Question

Maximum heat Is released In mixing of

• A. 400 mL 0.3 M HCI + 300 mL 0.1 M NaOH
• B. 200 mL 0.3 M H2SO4 + 200 mL 0.6 M NaOH
• C. 100 mL 0.8 M HCI + 500 mL 0.1 M Ca(OH)2
• D. 500 mL 0.4 M HCI + 100 mL 0.2 M NaOH

Answer 1

Answer: (B)

B. 200 mL 0.3 M H2SO4 + 200 mL 0.6 M NaOH

Answer 2

The heat released during the neutralization of a strong acid and a strong base is approximately constant per mole of water formed (around -57.3 kJ/mol). Therefore, maximum heat release corresponds to the maximum moles of water formed. We calculate the moles of $H^+$ ions from the acid and $OH^-$ ions from the base for each option.
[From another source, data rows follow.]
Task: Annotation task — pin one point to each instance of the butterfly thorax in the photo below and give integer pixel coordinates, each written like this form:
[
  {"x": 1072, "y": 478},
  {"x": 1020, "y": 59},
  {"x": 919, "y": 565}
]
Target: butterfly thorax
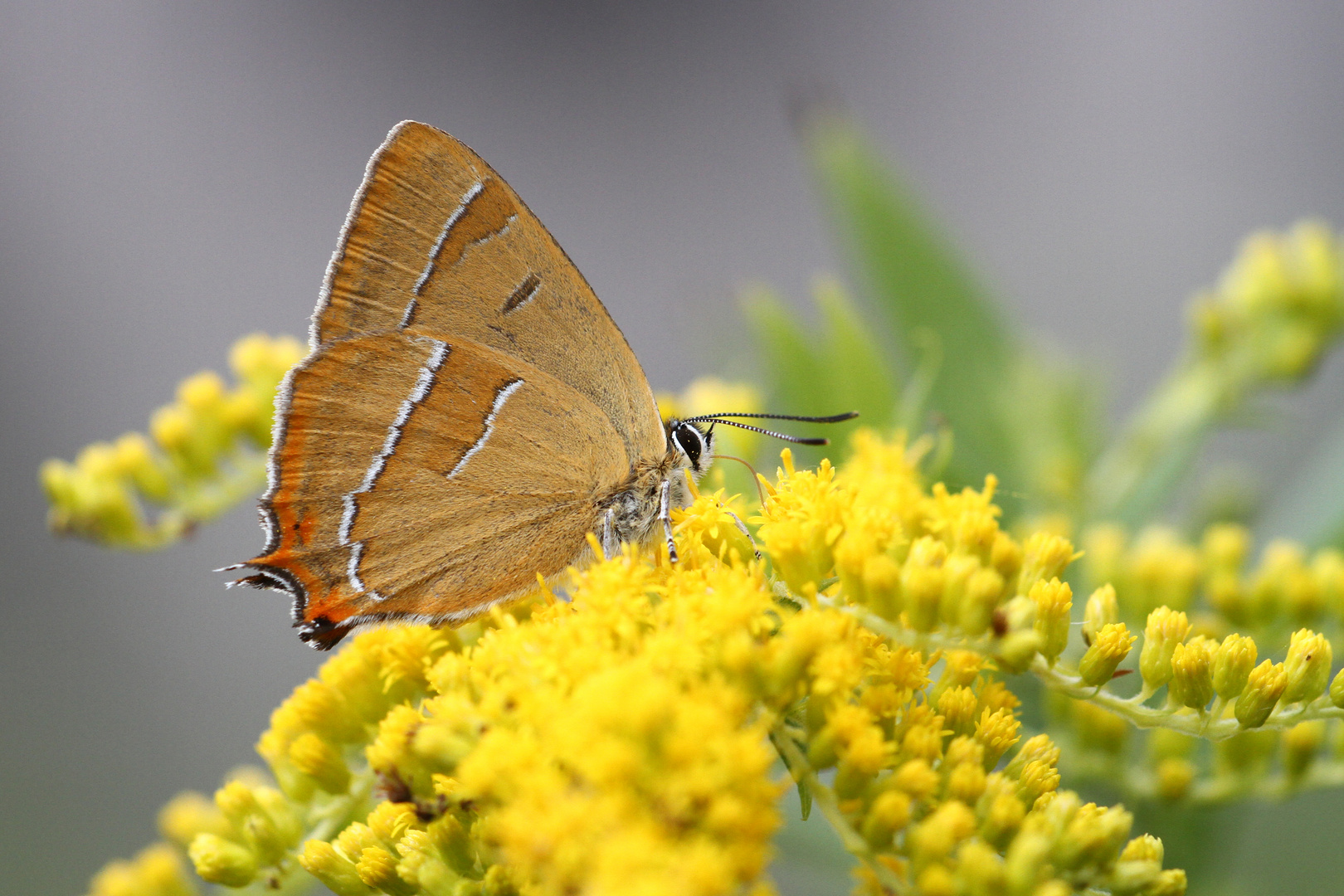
[{"x": 629, "y": 512}]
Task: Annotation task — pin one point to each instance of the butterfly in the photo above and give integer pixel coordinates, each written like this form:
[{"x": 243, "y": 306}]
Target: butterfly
[{"x": 466, "y": 416}]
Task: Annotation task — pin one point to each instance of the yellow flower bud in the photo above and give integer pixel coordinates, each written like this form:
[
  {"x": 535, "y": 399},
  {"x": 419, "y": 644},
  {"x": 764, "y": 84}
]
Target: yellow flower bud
[
  {"x": 1109, "y": 648},
  {"x": 957, "y": 707},
  {"x": 1264, "y": 687},
  {"x": 936, "y": 880},
  {"x": 1093, "y": 837},
  {"x": 1174, "y": 778},
  {"x": 1164, "y": 631},
  {"x": 1308, "y": 666},
  {"x": 1138, "y": 867},
  {"x": 1233, "y": 664},
  {"x": 980, "y": 871},
  {"x": 1001, "y": 818},
  {"x": 320, "y": 761},
  {"x": 222, "y": 861},
  {"x": 882, "y": 585},
  {"x": 1285, "y": 585},
  {"x": 1192, "y": 674},
  {"x": 967, "y": 782},
  {"x": 1337, "y": 689},
  {"x": 936, "y": 837},
  {"x": 1170, "y": 883},
  {"x": 1038, "y": 779},
  {"x": 984, "y": 592},
  {"x": 1163, "y": 570},
  {"x": 1328, "y": 571},
  {"x": 1006, "y": 557},
  {"x": 1054, "y": 601},
  {"x": 378, "y": 868},
  {"x": 1043, "y": 557},
  {"x": 890, "y": 813},
  {"x": 1301, "y": 743},
  {"x": 188, "y": 815},
  {"x": 336, "y": 872},
  {"x": 155, "y": 872},
  {"x": 916, "y": 778},
  {"x": 1225, "y": 547},
  {"x": 923, "y": 582},
  {"x": 1099, "y": 610},
  {"x": 996, "y": 733},
  {"x": 1025, "y": 861}
]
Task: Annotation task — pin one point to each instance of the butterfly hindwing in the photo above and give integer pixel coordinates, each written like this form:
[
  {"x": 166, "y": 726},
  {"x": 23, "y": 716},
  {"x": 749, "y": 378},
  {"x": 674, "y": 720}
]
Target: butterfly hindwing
[{"x": 448, "y": 489}]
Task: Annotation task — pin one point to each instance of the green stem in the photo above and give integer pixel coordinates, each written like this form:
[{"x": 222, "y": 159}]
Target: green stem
[{"x": 830, "y": 806}]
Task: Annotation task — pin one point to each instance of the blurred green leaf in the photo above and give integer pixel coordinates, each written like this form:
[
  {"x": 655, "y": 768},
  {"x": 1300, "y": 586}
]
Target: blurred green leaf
[
  {"x": 825, "y": 368},
  {"x": 788, "y": 355},
  {"x": 860, "y": 377},
  {"x": 1309, "y": 508},
  {"x": 921, "y": 284}
]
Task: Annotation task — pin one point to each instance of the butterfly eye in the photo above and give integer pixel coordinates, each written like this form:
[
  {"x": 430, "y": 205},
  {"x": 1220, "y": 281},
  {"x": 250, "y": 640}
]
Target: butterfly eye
[{"x": 689, "y": 440}]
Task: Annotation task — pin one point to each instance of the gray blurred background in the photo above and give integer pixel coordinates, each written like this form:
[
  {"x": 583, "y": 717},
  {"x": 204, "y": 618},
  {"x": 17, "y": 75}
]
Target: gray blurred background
[{"x": 175, "y": 175}]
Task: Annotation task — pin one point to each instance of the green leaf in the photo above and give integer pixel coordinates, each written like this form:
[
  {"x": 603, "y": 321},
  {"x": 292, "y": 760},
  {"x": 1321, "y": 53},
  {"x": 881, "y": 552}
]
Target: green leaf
[
  {"x": 921, "y": 284},
  {"x": 860, "y": 377},
  {"x": 1311, "y": 507},
  {"x": 791, "y": 363}
]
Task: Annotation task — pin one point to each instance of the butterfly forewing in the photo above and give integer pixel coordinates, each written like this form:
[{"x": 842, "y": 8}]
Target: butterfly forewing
[
  {"x": 492, "y": 512},
  {"x": 466, "y": 410},
  {"x": 437, "y": 243}
]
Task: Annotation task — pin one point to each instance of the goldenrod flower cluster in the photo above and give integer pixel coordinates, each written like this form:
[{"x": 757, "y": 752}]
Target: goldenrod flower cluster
[
  {"x": 205, "y": 453},
  {"x": 1270, "y": 320},
  {"x": 1191, "y": 599},
  {"x": 620, "y": 737}
]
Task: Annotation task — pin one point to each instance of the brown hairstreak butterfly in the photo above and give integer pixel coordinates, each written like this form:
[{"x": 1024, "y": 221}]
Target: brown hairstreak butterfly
[{"x": 468, "y": 412}]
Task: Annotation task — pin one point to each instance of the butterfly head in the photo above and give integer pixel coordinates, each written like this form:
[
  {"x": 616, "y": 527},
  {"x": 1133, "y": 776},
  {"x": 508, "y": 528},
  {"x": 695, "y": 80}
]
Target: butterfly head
[{"x": 693, "y": 448}]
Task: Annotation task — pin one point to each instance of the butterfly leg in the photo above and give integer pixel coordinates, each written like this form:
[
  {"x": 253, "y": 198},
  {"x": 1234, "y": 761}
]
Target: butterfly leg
[
  {"x": 665, "y": 514},
  {"x": 743, "y": 527},
  {"x": 611, "y": 543}
]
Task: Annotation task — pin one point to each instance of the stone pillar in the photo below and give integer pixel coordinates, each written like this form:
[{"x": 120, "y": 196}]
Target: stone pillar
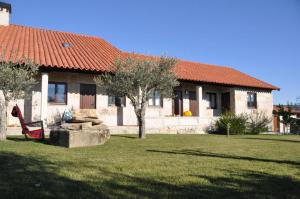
[
  {"x": 199, "y": 93},
  {"x": 44, "y": 98}
]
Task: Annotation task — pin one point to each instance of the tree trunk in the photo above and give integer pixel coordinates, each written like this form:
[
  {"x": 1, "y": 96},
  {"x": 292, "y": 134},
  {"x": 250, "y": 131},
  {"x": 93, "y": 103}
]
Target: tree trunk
[
  {"x": 142, "y": 133},
  {"x": 3, "y": 120}
]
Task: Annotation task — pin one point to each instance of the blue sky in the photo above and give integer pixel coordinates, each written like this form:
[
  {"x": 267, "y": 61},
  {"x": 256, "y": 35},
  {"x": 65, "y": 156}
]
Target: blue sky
[{"x": 258, "y": 37}]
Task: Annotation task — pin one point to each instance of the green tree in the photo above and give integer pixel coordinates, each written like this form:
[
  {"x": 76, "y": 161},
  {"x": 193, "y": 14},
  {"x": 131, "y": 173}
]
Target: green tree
[
  {"x": 137, "y": 79},
  {"x": 16, "y": 79}
]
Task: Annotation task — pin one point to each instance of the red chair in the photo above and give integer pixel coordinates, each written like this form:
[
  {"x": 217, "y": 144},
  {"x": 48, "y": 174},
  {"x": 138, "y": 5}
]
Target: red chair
[{"x": 36, "y": 133}]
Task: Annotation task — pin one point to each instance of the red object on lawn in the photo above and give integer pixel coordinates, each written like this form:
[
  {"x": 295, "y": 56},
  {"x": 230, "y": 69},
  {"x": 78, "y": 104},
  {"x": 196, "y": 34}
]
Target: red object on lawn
[{"x": 37, "y": 133}]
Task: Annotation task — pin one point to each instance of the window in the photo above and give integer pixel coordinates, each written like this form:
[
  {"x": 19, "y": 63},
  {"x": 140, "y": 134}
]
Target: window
[
  {"x": 155, "y": 99},
  {"x": 251, "y": 100},
  {"x": 57, "y": 93},
  {"x": 212, "y": 100},
  {"x": 116, "y": 101}
]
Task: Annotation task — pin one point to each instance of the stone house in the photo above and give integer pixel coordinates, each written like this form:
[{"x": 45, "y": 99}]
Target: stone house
[{"x": 69, "y": 62}]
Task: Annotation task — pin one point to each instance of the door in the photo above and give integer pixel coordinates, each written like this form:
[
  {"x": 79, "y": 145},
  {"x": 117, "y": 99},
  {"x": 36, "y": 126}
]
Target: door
[
  {"x": 87, "y": 96},
  {"x": 276, "y": 123},
  {"x": 193, "y": 103},
  {"x": 178, "y": 103},
  {"x": 225, "y": 102}
]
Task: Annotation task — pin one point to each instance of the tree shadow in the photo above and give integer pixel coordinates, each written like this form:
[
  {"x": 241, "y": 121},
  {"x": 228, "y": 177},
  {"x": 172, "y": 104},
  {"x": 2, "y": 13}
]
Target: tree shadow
[
  {"x": 22, "y": 139},
  {"x": 226, "y": 156},
  {"x": 36, "y": 177},
  {"x": 272, "y": 139}
]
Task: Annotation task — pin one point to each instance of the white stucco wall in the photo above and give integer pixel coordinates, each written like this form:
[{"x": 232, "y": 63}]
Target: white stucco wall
[
  {"x": 156, "y": 117},
  {"x": 264, "y": 101}
]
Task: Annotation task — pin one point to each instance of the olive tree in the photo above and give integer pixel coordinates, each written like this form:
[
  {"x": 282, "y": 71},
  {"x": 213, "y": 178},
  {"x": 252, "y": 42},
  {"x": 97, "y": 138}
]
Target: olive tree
[
  {"x": 137, "y": 79},
  {"x": 16, "y": 79}
]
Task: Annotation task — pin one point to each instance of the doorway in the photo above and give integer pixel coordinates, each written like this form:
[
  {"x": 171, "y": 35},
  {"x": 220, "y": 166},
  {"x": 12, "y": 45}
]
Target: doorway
[
  {"x": 178, "y": 103},
  {"x": 87, "y": 96},
  {"x": 225, "y": 102}
]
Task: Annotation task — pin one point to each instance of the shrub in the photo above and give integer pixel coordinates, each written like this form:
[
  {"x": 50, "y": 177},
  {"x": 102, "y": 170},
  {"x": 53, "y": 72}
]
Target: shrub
[
  {"x": 258, "y": 122},
  {"x": 237, "y": 123}
]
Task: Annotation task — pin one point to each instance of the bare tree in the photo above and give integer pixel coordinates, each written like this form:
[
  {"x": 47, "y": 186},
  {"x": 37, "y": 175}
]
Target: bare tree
[
  {"x": 16, "y": 79},
  {"x": 137, "y": 79}
]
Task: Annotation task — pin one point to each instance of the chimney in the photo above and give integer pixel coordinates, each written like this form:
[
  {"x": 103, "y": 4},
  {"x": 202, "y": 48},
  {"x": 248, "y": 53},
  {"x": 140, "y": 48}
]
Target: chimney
[{"x": 5, "y": 10}]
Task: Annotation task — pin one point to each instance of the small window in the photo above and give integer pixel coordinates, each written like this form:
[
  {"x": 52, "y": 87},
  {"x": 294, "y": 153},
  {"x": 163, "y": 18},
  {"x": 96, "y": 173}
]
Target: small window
[
  {"x": 57, "y": 93},
  {"x": 155, "y": 99},
  {"x": 252, "y": 100},
  {"x": 212, "y": 100},
  {"x": 116, "y": 101}
]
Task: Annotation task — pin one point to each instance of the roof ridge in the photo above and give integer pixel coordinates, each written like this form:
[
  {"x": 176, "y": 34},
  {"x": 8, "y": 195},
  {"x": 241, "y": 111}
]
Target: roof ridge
[
  {"x": 57, "y": 31},
  {"x": 180, "y": 59}
]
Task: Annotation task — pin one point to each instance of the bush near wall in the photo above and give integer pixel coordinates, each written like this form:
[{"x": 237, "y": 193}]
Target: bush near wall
[
  {"x": 243, "y": 124},
  {"x": 257, "y": 123},
  {"x": 237, "y": 123}
]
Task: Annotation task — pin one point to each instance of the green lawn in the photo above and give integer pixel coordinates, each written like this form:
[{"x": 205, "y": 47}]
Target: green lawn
[{"x": 162, "y": 166}]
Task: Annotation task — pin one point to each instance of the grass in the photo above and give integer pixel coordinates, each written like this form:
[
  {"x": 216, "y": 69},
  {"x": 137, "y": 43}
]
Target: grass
[{"x": 162, "y": 166}]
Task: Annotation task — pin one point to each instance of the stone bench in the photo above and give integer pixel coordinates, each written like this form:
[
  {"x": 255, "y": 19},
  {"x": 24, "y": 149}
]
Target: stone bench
[{"x": 79, "y": 138}]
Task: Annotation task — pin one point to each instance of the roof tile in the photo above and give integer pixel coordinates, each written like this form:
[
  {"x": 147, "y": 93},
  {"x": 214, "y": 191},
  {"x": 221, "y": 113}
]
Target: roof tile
[{"x": 45, "y": 47}]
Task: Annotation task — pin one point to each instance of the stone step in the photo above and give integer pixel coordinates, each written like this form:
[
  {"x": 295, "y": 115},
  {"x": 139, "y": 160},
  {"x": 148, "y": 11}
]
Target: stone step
[{"x": 85, "y": 119}]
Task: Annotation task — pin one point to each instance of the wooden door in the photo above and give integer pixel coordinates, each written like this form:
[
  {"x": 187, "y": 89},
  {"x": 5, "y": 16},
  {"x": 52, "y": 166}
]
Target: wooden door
[
  {"x": 178, "y": 103},
  {"x": 193, "y": 103},
  {"x": 87, "y": 96},
  {"x": 225, "y": 102},
  {"x": 276, "y": 123}
]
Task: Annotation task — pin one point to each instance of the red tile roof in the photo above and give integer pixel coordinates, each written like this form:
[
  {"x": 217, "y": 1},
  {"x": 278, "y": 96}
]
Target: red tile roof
[{"x": 46, "y": 48}]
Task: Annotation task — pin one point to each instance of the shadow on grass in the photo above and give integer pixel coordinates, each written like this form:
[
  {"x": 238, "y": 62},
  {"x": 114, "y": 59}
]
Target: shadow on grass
[
  {"x": 35, "y": 177},
  {"x": 125, "y": 136},
  {"x": 272, "y": 139},
  {"x": 226, "y": 156},
  {"x": 22, "y": 139}
]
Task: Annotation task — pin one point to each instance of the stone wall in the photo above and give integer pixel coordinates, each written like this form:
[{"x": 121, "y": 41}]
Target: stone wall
[
  {"x": 264, "y": 102},
  {"x": 156, "y": 117}
]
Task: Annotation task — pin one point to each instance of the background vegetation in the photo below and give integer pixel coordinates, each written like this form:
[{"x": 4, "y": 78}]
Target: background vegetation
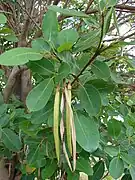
[{"x": 67, "y": 82}]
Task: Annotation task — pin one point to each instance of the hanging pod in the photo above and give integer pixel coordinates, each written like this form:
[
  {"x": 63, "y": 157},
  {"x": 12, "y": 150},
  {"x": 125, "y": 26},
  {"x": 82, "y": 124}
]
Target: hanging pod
[{"x": 56, "y": 122}]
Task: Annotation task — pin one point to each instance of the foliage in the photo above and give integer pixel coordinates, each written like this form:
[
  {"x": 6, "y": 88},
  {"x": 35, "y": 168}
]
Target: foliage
[{"x": 80, "y": 114}]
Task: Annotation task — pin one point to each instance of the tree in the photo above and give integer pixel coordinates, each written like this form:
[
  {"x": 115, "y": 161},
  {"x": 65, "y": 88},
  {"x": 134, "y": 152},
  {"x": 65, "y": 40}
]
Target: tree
[{"x": 67, "y": 102}]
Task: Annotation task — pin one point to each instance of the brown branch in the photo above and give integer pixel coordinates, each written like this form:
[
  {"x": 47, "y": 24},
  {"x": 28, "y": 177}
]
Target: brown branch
[
  {"x": 88, "y": 6},
  {"x": 56, "y": 2},
  {"x": 32, "y": 19},
  {"x": 126, "y": 7}
]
The number of moles of water formed is determined by the limiting reactant, which is the minimum of the moles of $H^+$ and $OH^-$.

• Option A: Moles of $H^+$ from HCl = $0.4 \text{ L} \times 0.3 \text{ M} = 0.12 \text{ mol}$. Moles of $OH^-$ from NaOH = $0.3 \text{ L} \times 0.1 \text{ M} = 0.03 \text{ mol}$. Moles of $H_2O$ formed = $\min(0.12, 0.03) = 0.03 \text{ mol}$.
• Option B: Moles of $H^+$ from $H_2SO_4$ = $0.2 \text{ L} \times 0.3 \text{ M} \times 2 = 0.12 \text{ mol}$. Moles of $OH^-$ from NaOH = $0.2 \text{ L} \times 0.6 \text{ M} = 0.12 \text{ mol}$. Moles of $H_2O$ formed = $\min(0.12, 0.12) = 0.12 \text{ mol}$.
• Option C: Moles of $H^+$ from HCl = $0.1 \text{ L} \times 0.8 \text{ M} = 0.08 \text{ mol}$. Moles of $OH^-$ from $Ca(OH)_2$ = $0.5 \text{ L} \times 0.1 \text{ M} \times 2 = 0.10 \text{ mol}$. Moles of $H_2O$ formed = $\min(0.08, 0.10) = 0.08 \text{ mol}$.
• Option D: Moles of $H^+$ from HCl = $0.5 \text{ L} \times 0.4 \text{ M} = 0.20 \text{ mol}$. Moles of $OH^-$ from NaOH = $0.1 \text{ L} \times 0.2 \text{ M} = 0.02 \text{ mol}$. Moles of $H_2O$ formed = $\min(0.20, 0.02) = 0.02 \text{ mol}$.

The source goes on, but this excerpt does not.